SDL-Hercules-390 / hyperion

The SDL Hercules 4.x Hyperion version of the System/370, ESA/390, and z/Architecture Emulator
Other
237 stars 89 forks source link

question about the __SSE2__ intrinsics ( x86intrin.h ) #639

Closed atncsj6h closed 4 months ago

atncsj6h commented 5 months ago

how crucial is from a performance point of view the SSE2 stuff ?

found this .... https://github.com/DLTcollab/sse2neon

sse2neon A C/C++ header file that converts Intel SSE intrinsics to Arm/Aarch64 NEON intrinsics.

is it worth investigating ?

out of curiosity I downloaded it and the test suite was successfull

SSE2NEONTest Complete! Passed: 519 Failed: 0 Ignored: 4 Coverage rate: 99.23%

Fish-Git commented 4 months ago

how crucial is from a performance point of view the SSE2 stuff ?

I really have no idea since I am unfamiliar with x86/x64 instructions/assembly, so I have no idea how many SSE2 instructions end up being compiled into Hercules.

If you know which x86/x64 instructions are SSE2 instructions, I suppose you could compile Hercules with the option to produce assembler output, and then examine the assembler output to see how many SSE2 instructions the compiler decided to use.

Then I suppose you could compile Hercules again with some option that requests that SSE2 instructions not be used, and then compare the performance of the two.
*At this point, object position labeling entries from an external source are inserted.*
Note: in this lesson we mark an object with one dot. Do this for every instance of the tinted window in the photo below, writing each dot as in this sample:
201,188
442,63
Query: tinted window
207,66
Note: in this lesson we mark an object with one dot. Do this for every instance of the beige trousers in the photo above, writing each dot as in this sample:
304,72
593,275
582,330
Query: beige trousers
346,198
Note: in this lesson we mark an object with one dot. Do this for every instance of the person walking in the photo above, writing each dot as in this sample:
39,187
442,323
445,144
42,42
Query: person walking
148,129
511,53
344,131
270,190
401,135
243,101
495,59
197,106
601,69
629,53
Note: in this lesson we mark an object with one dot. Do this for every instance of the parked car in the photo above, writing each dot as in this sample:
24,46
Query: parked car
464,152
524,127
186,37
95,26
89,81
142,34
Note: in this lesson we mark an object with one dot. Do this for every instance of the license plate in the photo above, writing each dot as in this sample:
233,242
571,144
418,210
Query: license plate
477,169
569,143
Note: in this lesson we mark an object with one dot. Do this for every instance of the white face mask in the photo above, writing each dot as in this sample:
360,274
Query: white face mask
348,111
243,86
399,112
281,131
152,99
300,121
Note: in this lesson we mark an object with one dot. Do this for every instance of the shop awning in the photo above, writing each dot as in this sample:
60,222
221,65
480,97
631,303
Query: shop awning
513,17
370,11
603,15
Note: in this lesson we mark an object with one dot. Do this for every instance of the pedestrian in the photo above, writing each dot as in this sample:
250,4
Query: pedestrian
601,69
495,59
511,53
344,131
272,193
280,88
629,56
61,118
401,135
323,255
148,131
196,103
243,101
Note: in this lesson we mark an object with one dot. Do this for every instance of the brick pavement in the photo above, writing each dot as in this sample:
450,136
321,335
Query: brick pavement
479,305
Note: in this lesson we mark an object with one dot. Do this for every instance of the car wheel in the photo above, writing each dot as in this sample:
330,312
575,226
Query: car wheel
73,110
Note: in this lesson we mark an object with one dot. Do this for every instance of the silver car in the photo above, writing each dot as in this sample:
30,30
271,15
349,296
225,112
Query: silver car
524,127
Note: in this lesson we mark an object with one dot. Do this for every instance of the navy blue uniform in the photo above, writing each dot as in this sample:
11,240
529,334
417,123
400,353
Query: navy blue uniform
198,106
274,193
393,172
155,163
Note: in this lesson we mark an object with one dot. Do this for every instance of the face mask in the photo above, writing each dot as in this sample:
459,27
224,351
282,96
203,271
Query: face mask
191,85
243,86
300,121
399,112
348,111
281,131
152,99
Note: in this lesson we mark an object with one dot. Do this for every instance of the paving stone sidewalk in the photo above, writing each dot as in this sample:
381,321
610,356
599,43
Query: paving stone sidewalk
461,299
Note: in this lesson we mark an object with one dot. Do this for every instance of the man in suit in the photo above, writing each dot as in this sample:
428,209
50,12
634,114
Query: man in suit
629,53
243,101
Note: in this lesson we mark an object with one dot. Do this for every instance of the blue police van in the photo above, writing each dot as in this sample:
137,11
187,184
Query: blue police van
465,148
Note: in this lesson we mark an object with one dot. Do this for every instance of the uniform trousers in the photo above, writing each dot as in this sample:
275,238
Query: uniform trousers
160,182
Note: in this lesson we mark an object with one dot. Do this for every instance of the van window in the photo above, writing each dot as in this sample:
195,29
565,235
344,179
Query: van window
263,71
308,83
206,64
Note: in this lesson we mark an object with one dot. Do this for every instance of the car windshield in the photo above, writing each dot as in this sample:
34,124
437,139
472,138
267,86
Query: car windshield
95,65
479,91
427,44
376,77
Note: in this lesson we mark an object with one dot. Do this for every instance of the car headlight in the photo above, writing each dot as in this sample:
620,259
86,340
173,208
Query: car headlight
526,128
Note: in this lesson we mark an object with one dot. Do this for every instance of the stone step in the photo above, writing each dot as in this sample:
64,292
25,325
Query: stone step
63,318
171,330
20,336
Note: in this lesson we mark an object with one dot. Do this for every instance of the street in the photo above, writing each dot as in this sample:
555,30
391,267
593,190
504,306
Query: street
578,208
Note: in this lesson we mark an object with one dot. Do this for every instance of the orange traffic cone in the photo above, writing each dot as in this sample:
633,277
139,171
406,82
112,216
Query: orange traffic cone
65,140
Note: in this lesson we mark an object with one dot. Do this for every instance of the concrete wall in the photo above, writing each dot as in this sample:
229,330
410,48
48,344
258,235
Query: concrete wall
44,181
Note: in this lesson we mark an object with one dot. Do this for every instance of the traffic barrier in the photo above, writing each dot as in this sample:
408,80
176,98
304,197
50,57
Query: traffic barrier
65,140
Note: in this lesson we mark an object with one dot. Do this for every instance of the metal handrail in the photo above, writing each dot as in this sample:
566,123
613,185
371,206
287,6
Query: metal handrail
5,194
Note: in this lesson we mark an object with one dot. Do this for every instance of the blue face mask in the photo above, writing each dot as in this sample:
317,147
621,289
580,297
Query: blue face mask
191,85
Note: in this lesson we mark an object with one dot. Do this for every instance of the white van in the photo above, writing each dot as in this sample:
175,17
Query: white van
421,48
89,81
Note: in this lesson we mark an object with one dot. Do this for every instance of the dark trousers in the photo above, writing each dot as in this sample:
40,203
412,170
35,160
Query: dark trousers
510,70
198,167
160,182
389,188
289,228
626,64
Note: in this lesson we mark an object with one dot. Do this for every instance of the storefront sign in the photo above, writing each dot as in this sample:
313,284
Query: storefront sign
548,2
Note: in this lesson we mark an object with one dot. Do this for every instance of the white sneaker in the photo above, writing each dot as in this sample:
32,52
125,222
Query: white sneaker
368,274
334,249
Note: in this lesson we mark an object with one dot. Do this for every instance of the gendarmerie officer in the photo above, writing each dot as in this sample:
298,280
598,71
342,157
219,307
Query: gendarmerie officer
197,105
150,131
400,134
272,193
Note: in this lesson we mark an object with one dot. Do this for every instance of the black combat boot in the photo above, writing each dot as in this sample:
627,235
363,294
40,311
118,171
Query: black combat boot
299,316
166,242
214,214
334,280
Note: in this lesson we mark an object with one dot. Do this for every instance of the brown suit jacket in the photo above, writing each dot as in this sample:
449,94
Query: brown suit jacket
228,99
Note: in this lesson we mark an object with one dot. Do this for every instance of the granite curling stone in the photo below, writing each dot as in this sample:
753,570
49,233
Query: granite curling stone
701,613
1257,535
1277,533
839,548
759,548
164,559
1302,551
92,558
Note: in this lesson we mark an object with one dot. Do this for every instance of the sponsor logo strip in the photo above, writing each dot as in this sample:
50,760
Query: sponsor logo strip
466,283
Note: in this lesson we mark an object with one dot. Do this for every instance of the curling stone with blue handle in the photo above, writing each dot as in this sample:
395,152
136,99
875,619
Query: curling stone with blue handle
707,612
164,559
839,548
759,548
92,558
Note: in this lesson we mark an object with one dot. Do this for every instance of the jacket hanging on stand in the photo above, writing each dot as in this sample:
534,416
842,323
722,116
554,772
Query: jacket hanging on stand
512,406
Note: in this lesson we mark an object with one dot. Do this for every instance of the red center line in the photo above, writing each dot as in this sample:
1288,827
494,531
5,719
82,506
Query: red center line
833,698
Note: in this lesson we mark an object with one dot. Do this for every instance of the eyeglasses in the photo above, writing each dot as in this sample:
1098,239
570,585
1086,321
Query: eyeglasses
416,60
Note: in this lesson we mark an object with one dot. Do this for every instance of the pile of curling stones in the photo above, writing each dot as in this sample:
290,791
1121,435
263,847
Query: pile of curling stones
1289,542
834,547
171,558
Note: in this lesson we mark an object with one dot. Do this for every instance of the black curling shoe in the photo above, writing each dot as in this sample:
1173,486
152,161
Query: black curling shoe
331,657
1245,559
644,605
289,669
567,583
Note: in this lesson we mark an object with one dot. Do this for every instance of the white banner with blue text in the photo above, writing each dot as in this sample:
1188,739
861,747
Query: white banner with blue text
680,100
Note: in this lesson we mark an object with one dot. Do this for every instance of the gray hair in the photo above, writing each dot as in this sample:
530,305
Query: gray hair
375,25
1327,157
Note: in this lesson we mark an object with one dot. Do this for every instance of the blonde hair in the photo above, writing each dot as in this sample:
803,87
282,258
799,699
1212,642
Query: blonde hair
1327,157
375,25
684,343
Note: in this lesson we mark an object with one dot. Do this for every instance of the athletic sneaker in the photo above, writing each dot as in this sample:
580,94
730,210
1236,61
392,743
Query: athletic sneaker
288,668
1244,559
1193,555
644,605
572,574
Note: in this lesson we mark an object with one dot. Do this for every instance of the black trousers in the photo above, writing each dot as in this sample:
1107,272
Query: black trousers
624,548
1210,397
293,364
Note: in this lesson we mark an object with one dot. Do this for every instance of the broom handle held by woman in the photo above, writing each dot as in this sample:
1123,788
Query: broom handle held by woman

That should answer your question.

Without having to go through all that effort however, based on just what Wikipedia says about SSE2:

I would venture a guess that SSE2 support is very important for performance.

Unless someone else decides to jump into this discussion with their own thoughts on the subject within the next day or two, I'm going to close this issue due to lack of interest.
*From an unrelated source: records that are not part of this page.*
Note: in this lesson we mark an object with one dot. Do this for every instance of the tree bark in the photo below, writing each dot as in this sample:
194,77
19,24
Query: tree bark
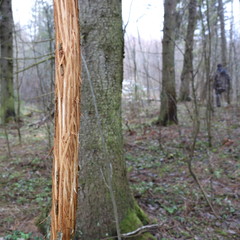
107,207
168,110
223,33
188,56
6,61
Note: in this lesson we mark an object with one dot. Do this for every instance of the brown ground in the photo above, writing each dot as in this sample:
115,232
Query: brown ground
159,177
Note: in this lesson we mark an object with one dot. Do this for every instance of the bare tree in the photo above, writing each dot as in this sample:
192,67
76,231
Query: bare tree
168,110
6,61
107,206
188,55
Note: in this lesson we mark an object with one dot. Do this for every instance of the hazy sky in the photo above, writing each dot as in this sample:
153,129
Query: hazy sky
143,16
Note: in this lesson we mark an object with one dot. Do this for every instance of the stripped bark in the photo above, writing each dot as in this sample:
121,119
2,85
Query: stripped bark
67,119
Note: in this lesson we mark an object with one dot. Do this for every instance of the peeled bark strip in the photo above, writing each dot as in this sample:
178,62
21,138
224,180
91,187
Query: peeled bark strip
67,119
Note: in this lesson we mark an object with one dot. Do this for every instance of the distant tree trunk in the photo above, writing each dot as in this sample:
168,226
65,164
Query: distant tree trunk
223,33
168,110
106,206
6,61
188,56
67,120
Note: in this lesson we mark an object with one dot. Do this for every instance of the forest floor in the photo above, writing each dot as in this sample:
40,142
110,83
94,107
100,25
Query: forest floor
159,176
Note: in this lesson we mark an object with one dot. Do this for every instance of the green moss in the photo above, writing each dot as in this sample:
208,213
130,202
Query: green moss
135,219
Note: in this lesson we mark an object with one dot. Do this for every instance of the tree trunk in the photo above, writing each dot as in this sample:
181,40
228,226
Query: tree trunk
188,56
223,34
6,61
106,206
168,110
67,120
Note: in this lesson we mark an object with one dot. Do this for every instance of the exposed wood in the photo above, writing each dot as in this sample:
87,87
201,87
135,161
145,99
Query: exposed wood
67,119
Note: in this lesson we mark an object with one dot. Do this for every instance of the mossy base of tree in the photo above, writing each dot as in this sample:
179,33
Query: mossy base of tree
43,221
134,220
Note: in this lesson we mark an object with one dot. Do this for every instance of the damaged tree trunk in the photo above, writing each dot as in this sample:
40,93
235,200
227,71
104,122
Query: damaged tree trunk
67,119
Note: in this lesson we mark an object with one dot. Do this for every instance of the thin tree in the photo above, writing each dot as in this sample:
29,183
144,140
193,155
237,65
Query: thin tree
188,55
67,120
107,205
168,110
223,42
6,61
223,33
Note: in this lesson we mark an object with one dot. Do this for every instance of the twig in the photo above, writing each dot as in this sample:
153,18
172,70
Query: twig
137,232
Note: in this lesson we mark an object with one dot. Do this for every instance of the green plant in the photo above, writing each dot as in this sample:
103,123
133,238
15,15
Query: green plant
18,235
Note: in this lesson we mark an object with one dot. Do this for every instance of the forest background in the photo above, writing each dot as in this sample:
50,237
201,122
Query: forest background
185,176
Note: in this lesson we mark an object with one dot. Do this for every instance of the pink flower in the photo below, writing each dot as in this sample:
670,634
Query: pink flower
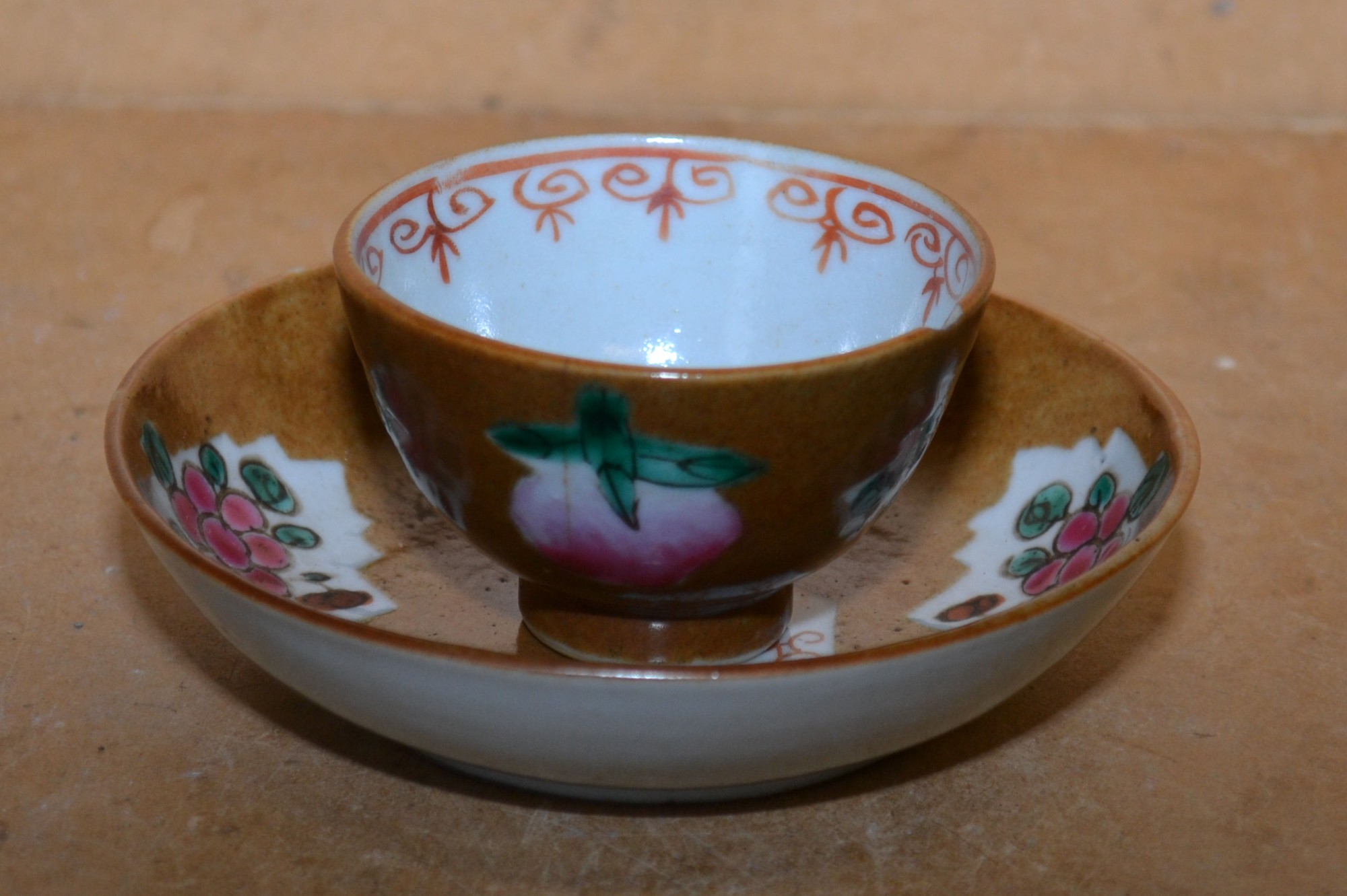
231,526
562,512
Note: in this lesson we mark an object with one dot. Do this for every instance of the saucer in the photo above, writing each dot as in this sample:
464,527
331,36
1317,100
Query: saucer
251,455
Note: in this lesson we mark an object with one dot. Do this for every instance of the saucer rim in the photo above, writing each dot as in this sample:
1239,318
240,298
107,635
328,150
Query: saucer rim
1187,455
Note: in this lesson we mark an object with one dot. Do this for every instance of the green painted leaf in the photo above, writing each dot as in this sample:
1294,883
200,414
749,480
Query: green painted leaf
267,487
1027,563
607,444
1150,486
620,493
154,447
297,536
541,442
1047,508
667,463
213,466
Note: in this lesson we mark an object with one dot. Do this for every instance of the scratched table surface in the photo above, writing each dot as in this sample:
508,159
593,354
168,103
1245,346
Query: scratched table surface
1197,742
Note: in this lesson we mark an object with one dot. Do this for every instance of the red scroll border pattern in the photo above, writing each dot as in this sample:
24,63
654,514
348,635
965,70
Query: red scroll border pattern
950,261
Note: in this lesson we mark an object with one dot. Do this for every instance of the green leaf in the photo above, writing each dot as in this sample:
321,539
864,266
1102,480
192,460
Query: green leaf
213,466
297,536
154,447
607,444
667,463
1103,491
541,442
267,487
620,491
1027,563
1047,508
1150,486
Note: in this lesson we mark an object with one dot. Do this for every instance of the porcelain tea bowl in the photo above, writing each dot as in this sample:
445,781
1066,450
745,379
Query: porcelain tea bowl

atncsj6h commented 4 months ago

hi Fish! after one month without any interest, no need to wait, go ahead and close it e

wrljet commented 4 months ago

There is interest. Can't we leave it open?

Fish-Git commented 4 months ago

There is interest. Can't we leave it open?

Sure. I'm just curious as to why? I mean, virtually all modern x86/x64 processors support SSE2 these days, yes? So virtually all compilers also support them too, yes? Agreed? So what is there to discuss really? Whether we should allow compilers to use them?? That seems silly, doesn't it? Of course we should! What we shouldn't do is anything that would prevent their use! Yes? So again, what's to discuss? The question has essentially been answered: Yes, SSE2 instructions (intrinsics) are important to performance. HOW important (to performance) they are is largely immaterial IMO, They certainly do not harm performance that's for sure. And there's not much (if anything!) that we can do to prevent a compiler from using them, so again, what's to discuss?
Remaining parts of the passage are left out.